Blood Bearon (High House Ursa Book 5) Page 3
Khove’s smile turned toothy as his lips pulled back. “Let him try. He got the jump on me before, but I owe that bastard for what he did here. This time, I’ll be prepared. No hopped up mage will stop me.”
The Queen stood and drew herself up to her full height, which was still far less than his. “You are aware of the risks, Khove?”
“Yes,” he said formally, ensuring everyone knew he wasn’t charging into this blindly. No, his eyes were wide open, ready for any trap.
And ready to spend some more time with that detective.
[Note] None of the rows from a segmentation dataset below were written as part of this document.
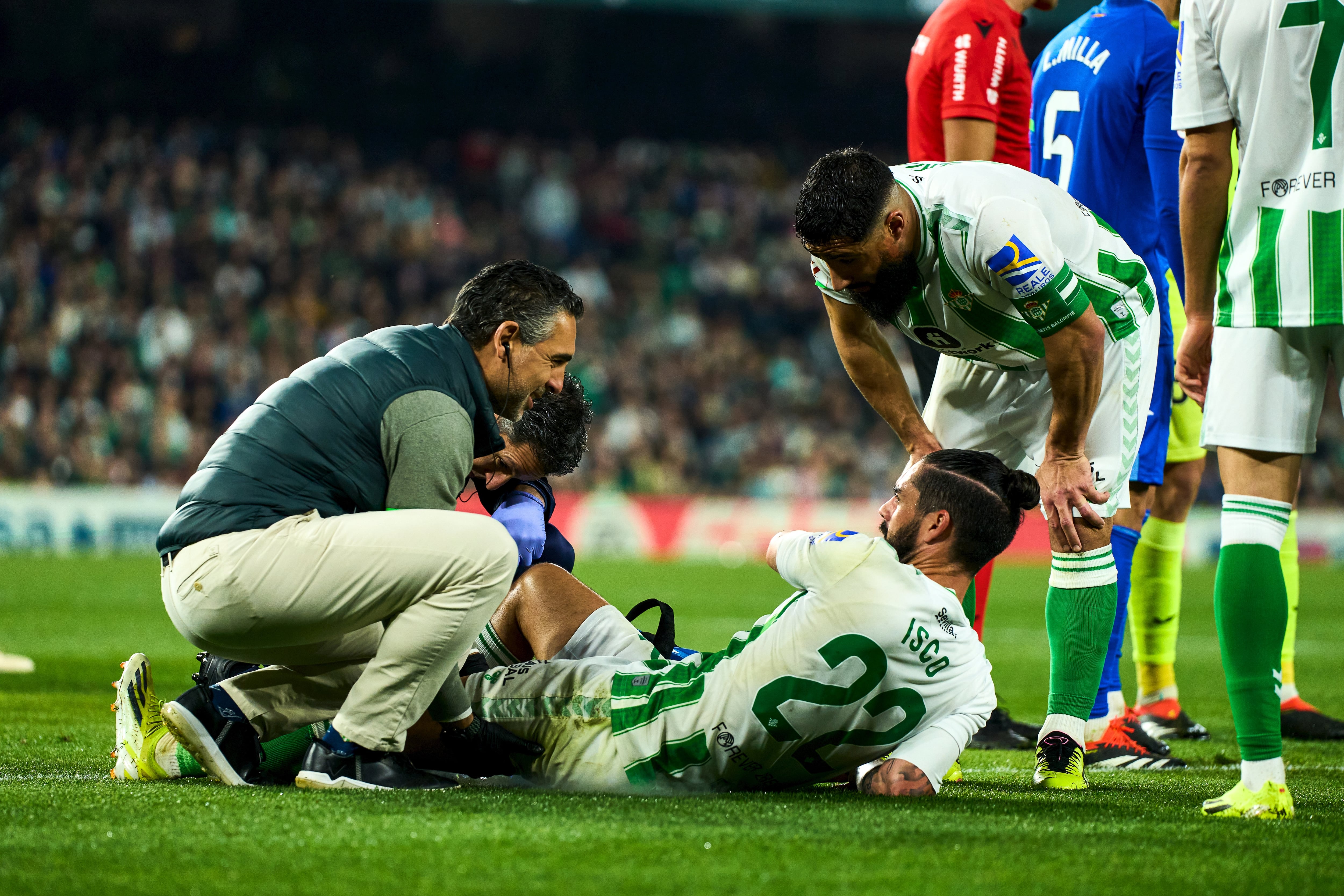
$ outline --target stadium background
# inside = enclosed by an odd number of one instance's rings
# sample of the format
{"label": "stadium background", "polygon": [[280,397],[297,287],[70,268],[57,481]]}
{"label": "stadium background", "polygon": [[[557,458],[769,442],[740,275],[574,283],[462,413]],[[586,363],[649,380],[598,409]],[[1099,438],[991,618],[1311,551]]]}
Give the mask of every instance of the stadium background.
{"label": "stadium background", "polygon": [[[840,369],[789,215],[821,152],[903,157],[934,5],[0,0],[0,650],[36,664],[0,676],[0,891],[1337,892],[1333,744],[1288,744],[1292,827],[1195,811],[1236,763],[1211,568],[1185,575],[1179,668],[1212,740],[1181,742],[1185,772],[1099,772],[1068,801],[1025,787],[1030,751],[968,751],[966,780],[915,803],[108,778],[117,662],[145,652],[164,696],[196,669],[148,549],[202,451],[336,341],[442,320],[489,261],[552,265],[589,300],[599,419],[559,513],[617,606],[669,600],[683,643],[720,647],[789,594],[762,537],[871,520],[905,458]],[[1087,5],[1028,12],[1028,56]],[[1327,402],[1308,559],[1344,557]],[[1196,513],[1191,559],[1211,541]],[[677,555],[716,562],[649,560]],[[1023,719],[1046,708],[1047,575],[1000,564],[985,630]],[[1333,715],[1341,582],[1304,568],[1297,641]]]}
{"label": "stadium background", "polygon": [[[905,454],[840,365],[792,208],[825,149],[903,161],[934,5],[0,4],[0,543],[145,544],[270,383],[441,321],[509,257],[587,304],[574,371],[598,419],[556,486],[589,549],[712,552],[683,524],[867,506]],[[1082,8],[1030,13],[1028,56]],[[1344,498],[1327,403],[1305,508]],[[47,490],[103,485],[125,488]],[[730,528],[718,544],[758,551]],[[1344,524],[1309,513],[1302,541],[1344,556]]]}

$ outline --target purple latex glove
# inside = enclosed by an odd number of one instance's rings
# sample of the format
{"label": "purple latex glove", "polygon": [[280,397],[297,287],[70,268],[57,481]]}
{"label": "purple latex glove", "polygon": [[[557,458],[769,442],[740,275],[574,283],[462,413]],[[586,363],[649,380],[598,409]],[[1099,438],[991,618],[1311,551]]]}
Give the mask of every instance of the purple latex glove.
{"label": "purple latex glove", "polygon": [[500,501],[491,514],[504,524],[517,544],[517,571],[532,566],[546,549],[546,502],[531,492],[519,489]]}

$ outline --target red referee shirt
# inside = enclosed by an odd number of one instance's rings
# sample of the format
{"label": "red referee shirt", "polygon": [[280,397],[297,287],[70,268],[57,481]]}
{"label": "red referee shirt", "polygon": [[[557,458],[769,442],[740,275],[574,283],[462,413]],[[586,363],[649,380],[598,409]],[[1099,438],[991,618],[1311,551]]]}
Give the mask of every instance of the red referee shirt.
{"label": "red referee shirt", "polygon": [[906,70],[910,161],[945,161],[943,118],[999,128],[993,161],[1031,171],[1031,66],[1021,13],[1004,0],[945,0],[925,23]]}

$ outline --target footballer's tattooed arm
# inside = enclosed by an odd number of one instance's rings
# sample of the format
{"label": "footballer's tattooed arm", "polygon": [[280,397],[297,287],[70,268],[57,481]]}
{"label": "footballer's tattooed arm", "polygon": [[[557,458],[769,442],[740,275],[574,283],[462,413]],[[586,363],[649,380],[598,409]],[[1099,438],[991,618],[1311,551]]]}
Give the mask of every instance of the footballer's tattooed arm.
{"label": "footballer's tattooed arm", "polygon": [[859,780],[859,793],[875,797],[933,797],[929,776],[905,759],[888,759]]}

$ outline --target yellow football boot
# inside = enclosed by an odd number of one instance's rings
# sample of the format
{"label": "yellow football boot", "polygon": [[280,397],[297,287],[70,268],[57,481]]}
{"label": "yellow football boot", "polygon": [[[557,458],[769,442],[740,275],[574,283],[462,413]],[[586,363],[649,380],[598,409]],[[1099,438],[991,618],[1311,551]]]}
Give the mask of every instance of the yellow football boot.
{"label": "yellow football boot", "polygon": [[1051,731],[1036,744],[1036,774],[1032,787],[1044,790],[1087,790],[1083,774],[1083,746],[1062,731]]}
{"label": "yellow football boot", "polygon": [[1250,790],[1242,782],[1222,797],[1206,799],[1200,813],[1212,818],[1292,818],[1293,794],[1286,785],[1266,780],[1259,790]]}
{"label": "yellow football boot", "polygon": [[[117,681],[117,780],[164,780],[176,778],[157,760],[160,750],[176,750],[176,742],[164,724],[163,700],[155,695],[155,678],[145,654],[137,653],[121,664]],[[165,742],[164,737],[168,740]]]}

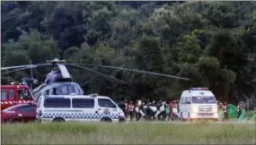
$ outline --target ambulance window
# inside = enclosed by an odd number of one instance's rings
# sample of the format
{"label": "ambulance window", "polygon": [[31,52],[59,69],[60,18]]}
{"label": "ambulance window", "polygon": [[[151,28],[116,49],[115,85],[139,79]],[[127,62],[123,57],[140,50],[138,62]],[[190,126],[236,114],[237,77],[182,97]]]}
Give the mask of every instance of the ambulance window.
{"label": "ambulance window", "polygon": [[75,108],[93,108],[94,98],[73,98],[72,106]]}
{"label": "ambulance window", "polygon": [[9,99],[13,100],[14,98],[13,90],[9,90]]}
{"label": "ambulance window", "polygon": [[16,108],[17,111],[20,112],[32,112],[33,111],[33,106],[23,106]]}
{"label": "ambulance window", "polygon": [[1,90],[1,100],[6,100],[6,99],[7,99],[6,90]]}
{"label": "ambulance window", "polygon": [[76,94],[74,86],[68,85],[67,89],[68,89],[68,93],[69,94],[71,94],[71,93],[75,93]]}
{"label": "ambulance window", "polygon": [[40,107],[40,103],[41,103],[41,98],[40,98],[38,99],[38,102],[37,102],[37,107]]}
{"label": "ambulance window", "polygon": [[117,107],[115,104],[113,104],[110,99],[107,98],[99,98],[98,103],[99,106],[102,107]]}
{"label": "ambulance window", "polygon": [[44,99],[44,107],[70,107],[69,98],[48,98]]}
{"label": "ambulance window", "polygon": [[187,97],[181,98],[181,104],[187,104]]}

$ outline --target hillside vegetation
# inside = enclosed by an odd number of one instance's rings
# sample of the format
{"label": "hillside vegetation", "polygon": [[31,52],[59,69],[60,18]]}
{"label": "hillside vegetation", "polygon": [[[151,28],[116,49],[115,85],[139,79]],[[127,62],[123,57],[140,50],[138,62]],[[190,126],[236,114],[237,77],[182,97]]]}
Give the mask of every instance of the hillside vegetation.
{"label": "hillside vegetation", "polygon": [[2,124],[4,144],[253,144],[255,124]]}
{"label": "hillside vegetation", "polygon": [[[128,82],[124,85],[70,70],[87,93],[161,99],[208,87],[219,100],[245,100],[252,108],[255,7],[255,2],[1,2],[1,64],[59,57],[188,77],[94,68]],[[34,69],[34,77],[43,81],[49,71]],[[2,83],[29,74],[2,74]]]}

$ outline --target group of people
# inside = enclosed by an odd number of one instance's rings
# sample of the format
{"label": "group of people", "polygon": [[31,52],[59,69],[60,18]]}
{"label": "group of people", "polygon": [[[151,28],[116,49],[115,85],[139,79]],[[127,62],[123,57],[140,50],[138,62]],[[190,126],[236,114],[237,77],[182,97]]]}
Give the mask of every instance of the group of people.
{"label": "group of people", "polygon": [[[124,100],[119,103],[119,106],[125,113],[127,118],[129,118],[130,121],[136,119],[136,121],[139,121],[141,116],[143,116],[146,120],[154,120],[156,117],[160,120],[161,117],[165,120],[168,117],[168,121],[174,120],[175,114],[173,113],[173,108],[179,110],[179,100],[172,100],[169,103],[165,101],[159,100],[155,102],[154,100],[146,102],[143,102],[137,100],[137,102]],[[226,102],[219,102],[217,101],[218,111],[220,109],[224,113],[223,121],[228,121],[228,106]],[[242,102],[239,102],[237,105],[237,118],[242,114]],[[158,113],[157,113],[158,112]],[[178,111],[179,112],[179,111]]]}
{"label": "group of people", "polygon": [[[164,120],[168,116],[168,120],[172,119],[173,121],[173,108],[178,107],[178,100],[170,101],[166,104],[165,101],[159,100],[155,102],[154,100],[143,102],[137,100],[137,102],[124,100],[119,103],[120,108],[124,111],[127,118],[130,121],[136,119],[139,121],[141,116],[146,120],[154,120],[156,117]],[[168,112],[168,115],[166,115]]]}
{"label": "group of people", "polygon": [[[227,103],[225,101],[224,102],[219,102],[217,101],[217,105],[218,105],[218,110],[222,109],[223,113],[224,113],[224,118],[223,121],[226,120],[228,121],[228,106]],[[242,114],[242,102],[239,102],[237,105],[237,118],[240,117],[241,114]]]}

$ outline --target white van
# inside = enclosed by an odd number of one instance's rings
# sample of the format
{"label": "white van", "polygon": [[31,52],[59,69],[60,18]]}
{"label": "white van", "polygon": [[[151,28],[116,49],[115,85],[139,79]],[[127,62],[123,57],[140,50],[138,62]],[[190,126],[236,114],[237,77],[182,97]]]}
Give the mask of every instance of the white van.
{"label": "white van", "polygon": [[184,90],[179,103],[179,117],[184,120],[211,119],[218,121],[217,103],[207,88]]}
{"label": "white van", "polygon": [[37,103],[39,122],[101,121],[123,122],[123,111],[109,97],[41,96]]}

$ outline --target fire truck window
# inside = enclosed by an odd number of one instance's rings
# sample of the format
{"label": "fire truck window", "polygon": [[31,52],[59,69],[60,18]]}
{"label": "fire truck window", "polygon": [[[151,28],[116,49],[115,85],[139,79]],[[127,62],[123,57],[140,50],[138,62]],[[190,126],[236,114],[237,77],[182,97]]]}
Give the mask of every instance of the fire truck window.
{"label": "fire truck window", "polygon": [[13,100],[14,98],[13,90],[9,90],[9,99]]}
{"label": "fire truck window", "polygon": [[18,93],[18,99],[23,99],[22,90],[17,90]]}
{"label": "fire truck window", "polygon": [[6,90],[1,90],[1,100],[6,100],[6,99],[7,99]]}
{"label": "fire truck window", "polygon": [[22,90],[22,95],[23,95],[23,98],[31,98],[30,90],[27,90],[27,89]]}

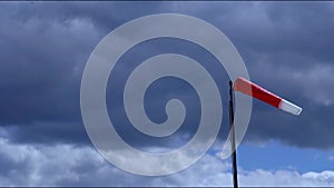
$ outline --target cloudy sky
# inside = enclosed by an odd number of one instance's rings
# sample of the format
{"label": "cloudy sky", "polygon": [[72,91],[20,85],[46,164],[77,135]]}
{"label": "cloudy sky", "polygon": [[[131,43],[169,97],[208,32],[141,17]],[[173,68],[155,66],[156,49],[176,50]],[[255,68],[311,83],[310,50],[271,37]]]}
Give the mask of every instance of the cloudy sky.
{"label": "cloudy sky", "polygon": [[[219,138],[195,165],[163,177],[122,171],[105,160],[86,133],[80,112],[85,65],[110,31],[138,17],[183,13],[222,30],[238,49],[250,79],[303,107],[295,117],[257,100],[238,148],[242,186],[334,186],[333,2],[0,2],[0,186],[232,186]],[[147,90],[148,117],[164,122],[166,101],[178,98],[185,123],[168,138],[140,135],[127,120],[124,85],[143,60],[166,52],[198,60],[216,80],[224,68],[194,43],[160,39],[120,59],[107,87],[119,135],[138,149],[173,150],[196,132],[200,106],[194,88],[165,78]],[[227,111],[227,85],[219,89]],[[225,103],[225,105],[224,105]],[[225,127],[225,129],[224,129]],[[148,161],[149,162],[149,161]]]}

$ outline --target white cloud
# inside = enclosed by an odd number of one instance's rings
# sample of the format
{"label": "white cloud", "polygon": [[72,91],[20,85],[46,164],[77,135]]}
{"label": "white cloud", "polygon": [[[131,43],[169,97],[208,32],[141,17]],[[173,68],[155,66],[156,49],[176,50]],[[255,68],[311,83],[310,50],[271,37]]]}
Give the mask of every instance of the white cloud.
{"label": "white cloud", "polygon": [[[0,139],[0,186],[232,186],[229,162],[206,155],[190,168],[164,177],[124,172],[87,146],[21,145]],[[244,170],[240,186],[334,186],[334,171]]]}

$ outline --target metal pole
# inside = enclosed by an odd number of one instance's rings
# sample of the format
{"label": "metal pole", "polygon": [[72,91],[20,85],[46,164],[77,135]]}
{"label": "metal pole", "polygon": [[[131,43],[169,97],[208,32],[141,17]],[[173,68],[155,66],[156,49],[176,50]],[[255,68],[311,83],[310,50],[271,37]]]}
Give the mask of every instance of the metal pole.
{"label": "metal pole", "polygon": [[233,82],[229,80],[229,129],[230,129],[230,147],[232,165],[233,165],[233,185],[234,188],[238,187],[238,172],[236,162],[236,148],[235,148],[235,131],[234,131],[234,109],[233,109]]}

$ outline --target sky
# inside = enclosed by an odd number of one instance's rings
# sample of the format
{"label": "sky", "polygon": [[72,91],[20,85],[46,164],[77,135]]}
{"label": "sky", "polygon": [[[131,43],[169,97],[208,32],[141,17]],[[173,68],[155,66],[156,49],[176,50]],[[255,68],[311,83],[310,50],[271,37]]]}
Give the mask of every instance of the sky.
{"label": "sky", "polygon": [[219,157],[228,123],[228,77],[194,43],[155,39],[130,49],[109,77],[106,103],[130,146],[176,149],[198,127],[194,88],[175,78],[148,88],[145,107],[153,121],[166,120],[169,99],[180,99],[187,109],[175,135],[151,138],[127,119],[124,85],[136,66],[156,55],[198,60],[223,86],[225,108],[218,138],[200,160],[174,175],[138,176],[105,160],[86,132],[80,83],[90,53],[117,27],[154,13],[181,13],[215,26],[238,50],[252,81],[303,107],[295,117],[253,101],[237,150],[240,186],[334,186],[334,3],[181,1],[0,2],[0,186],[233,185],[230,160]]}

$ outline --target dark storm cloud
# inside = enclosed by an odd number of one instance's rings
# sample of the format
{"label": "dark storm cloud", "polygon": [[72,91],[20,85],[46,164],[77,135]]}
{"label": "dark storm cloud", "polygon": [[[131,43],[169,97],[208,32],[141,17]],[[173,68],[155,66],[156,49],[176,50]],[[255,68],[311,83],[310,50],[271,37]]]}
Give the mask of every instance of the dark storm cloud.
{"label": "dark storm cloud", "polygon": [[[292,117],[255,101],[247,138],[333,148],[333,7],[331,2],[1,3],[0,123],[16,141],[87,140],[79,89],[94,47],[126,21],[178,12],[219,28],[239,50],[252,80],[304,107],[301,117]],[[149,116],[159,120],[160,112]]]}

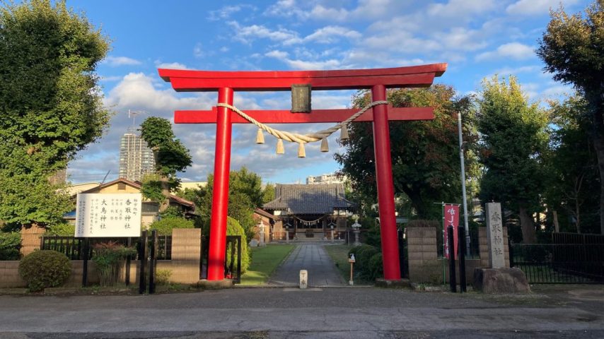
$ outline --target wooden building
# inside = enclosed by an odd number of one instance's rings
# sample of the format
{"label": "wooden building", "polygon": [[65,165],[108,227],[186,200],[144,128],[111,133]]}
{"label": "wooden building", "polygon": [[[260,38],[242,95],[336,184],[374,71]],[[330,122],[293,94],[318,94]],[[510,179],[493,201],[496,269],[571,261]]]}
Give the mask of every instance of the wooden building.
{"label": "wooden building", "polygon": [[346,200],[344,185],[329,184],[301,185],[277,184],[275,198],[264,210],[279,217],[272,226],[272,238],[335,239],[347,230],[347,218],[355,205]]}

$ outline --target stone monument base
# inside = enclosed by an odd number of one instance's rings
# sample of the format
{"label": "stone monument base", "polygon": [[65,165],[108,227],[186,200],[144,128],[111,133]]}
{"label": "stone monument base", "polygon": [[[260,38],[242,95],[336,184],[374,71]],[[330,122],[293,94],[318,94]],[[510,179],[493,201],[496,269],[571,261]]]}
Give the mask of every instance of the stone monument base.
{"label": "stone monument base", "polygon": [[519,268],[476,268],[474,287],[484,293],[529,293],[528,280]]}

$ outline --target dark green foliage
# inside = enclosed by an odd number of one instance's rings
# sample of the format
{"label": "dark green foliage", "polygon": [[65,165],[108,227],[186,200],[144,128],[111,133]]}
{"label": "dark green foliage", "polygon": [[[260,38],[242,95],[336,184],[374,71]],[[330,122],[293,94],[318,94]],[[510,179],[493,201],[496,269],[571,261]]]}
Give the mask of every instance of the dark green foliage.
{"label": "dark green foliage", "polygon": [[[245,232],[236,220],[231,217],[226,217],[226,235],[241,236],[241,273],[243,274],[248,270],[251,261],[250,249],[248,248],[248,238],[245,237]],[[227,262],[231,261],[230,247],[226,249],[226,259]]]}
{"label": "dark green foliage", "polygon": [[71,203],[47,179],[108,125],[94,72],[109,42],[64,1],[0,6],[0,219],[59,223]]}
{"label": "dark green foliage", "polygon": [[21,234],[18,232],[0,232],[0,260],[19,260]]}
{"label": "dark green foliage", "polygon": [[[389,90],[388,100],[395,107],[433,107],[435,119],[427,121],[391,121],[389,124],[395,194],[408,198],[418,218],[440,215],[435,201],[457,202],[461,190],[457,114],[471,108],[468,97],[458,97],[455,90],[443,85],[424,89]],[[371,101],[366,92],[354,99],[354,107],[362,107]],[[465,121],[467,141],[475,137],[471,120]],[[342,172],[352,182],[352,189],[361,198],[373,198],[361,205],[371,206],[377,196],[373,138],[371,124],[352,124],[350,138],[342,144],[344,154],[335,158]],[[475,157],[466,154],[468,177],[477,171]]]}
{"label": "dark green foliage", "polygon": [[56,251],[35,251],[19,263],[19,275],[31,292],[59,286],[71,274],[71,262],[65,254]]}
{"label": "dark green foliage", "polygon": [[122,261],[137,254],[133,247],[125,247],[114,242],[97,244],[94,246],[92,261],[96,264],[101,286],[112,286],[117,282],[120,266]]}
{"label": "dark green foliage", "polygon": [[175,228],[194,228],[194,225],[184,218],[167,217],[149,225],[149,230],[156,230],[159,235],[172,235],[172,230]]}
{"label": "dark green foliage", "polygon": [[598,210],[604,234],[604,0],[595,0],[584,16],[569,16],[562,6],[551,16],[537,54],[555,80],[572,84],[587,103],[578,118],[587,122],[598,159]]}
{"label": "dark green foliage", "polygon": [[71,236],[76,234],[76,226],[69,222],[55,224],[46,227],[47,235]]}
{"label": "dark green foliage", "polygon": [[478,101],[477,126],[481,135],[480,162],[485,172],[480,200],[497,201],[518,213],[523,241],[533,243],[530,215],[540,210],[545,189],[542,156],[548,139],[547,115],[529,103],[513,77],[485,79]]}
{"label": "dark green foliage", "polygon": [[351,254],[354,254],[356,274],[363,279],[373,280],[383,275],[382,254],[377,247],[367,244],[357,246],[349,251],[348,256]]}

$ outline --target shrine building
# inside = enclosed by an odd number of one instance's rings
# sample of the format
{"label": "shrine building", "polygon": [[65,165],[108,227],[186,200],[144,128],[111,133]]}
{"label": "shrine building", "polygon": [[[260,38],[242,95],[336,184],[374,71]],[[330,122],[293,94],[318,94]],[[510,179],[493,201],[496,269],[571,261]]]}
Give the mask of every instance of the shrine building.
{"label": "shrine building", "polygon": [[347,218],[356,205],[346,199],[344,185],[282,184],[275,186],[275,198],[262,206],[279,218],[272,225],[272,239],[343,239]]}

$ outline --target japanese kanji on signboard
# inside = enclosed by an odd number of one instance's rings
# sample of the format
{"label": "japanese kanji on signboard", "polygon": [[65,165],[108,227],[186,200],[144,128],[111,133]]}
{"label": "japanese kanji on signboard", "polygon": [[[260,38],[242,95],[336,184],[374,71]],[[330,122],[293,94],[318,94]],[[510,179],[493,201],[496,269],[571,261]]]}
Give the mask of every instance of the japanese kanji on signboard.
{"label": "japanese kanji on signboard", "polygon": [[140,237],[142,195],[79,194],[76,237]]}

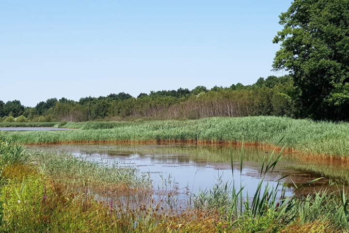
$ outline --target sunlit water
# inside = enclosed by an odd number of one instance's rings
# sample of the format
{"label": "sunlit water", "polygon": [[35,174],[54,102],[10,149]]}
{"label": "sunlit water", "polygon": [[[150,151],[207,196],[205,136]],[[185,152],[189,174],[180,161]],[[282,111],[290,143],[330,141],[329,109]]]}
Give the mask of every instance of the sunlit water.
{"label": "sunlit water", "polygon": [[[232,149],[234,162],[232,170],[230,148],[222,146],[85,144],[32,147],[71,153],[93,161],[117,162],[124,166],[133,166],[141,172],[150,174],[155,188],[161,186],[164,178],[170,177],[177,183],[180,190],[195,193],[211,188],[219,177],[228,184],[232,185],[234,181],[235,186],[239,187],[241,184],[244,186],[244,195],[248,193],[250,196],[255,192],[260,181],[263,158],[270,154],[270,152],[255,148],[245,148],[240,172],[240,148]],[[285,155],[272,173],[269,173],[265,183],[268,181],[270,185],[275,186],[279,179],[290,174],[281,180],[281,185],[287,186],[288,194],[292,194],[294,190],[294,182],[299,186],[320,176],[315,173],[290,168],[295,165],[305,163],[297,158],[297,156]],[[327,182],[323,180],[315,186],[323,185]],[[307,188],[306,192],[314,191],[314,186]]]}

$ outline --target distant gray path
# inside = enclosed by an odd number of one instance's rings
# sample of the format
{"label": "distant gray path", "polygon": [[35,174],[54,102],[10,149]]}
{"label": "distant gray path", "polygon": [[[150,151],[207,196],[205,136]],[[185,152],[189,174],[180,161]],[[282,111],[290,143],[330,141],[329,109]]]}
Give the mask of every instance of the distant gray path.
{"label": "distant gray path", "polygon": [[52,128],[52,127],[0,127],[0,131],[29,131],[35,130],[70,130],[71,129]]}

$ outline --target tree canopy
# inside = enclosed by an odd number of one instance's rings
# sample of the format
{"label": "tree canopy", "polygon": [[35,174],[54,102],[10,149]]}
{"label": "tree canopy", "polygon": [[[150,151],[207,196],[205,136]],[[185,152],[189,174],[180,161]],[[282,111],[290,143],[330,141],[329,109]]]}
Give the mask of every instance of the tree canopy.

“Go then,” she said, coming to his side and resting a hand on his shoulder. “Let us know how we can assist. Everyone will be here at the Manor preparing the defenses, if you need anything.”
“I’ll be fine.” He paused. “Any ideas where he might go next, based on what he’s already hit?”
The Queen turned to the Reaver. The older man hesitated, looking at the map on the table in front of them.
“Two suggestions,” he said at last, reaching out to point at the map.
5
Stifling another yawn, she slipped into her car and flicked the radio on. Almost immediately, it came alive. Her eyes went wide at the size and scope of the reports flashing back and forth across the channel. She switched to the secondary. It was much the same.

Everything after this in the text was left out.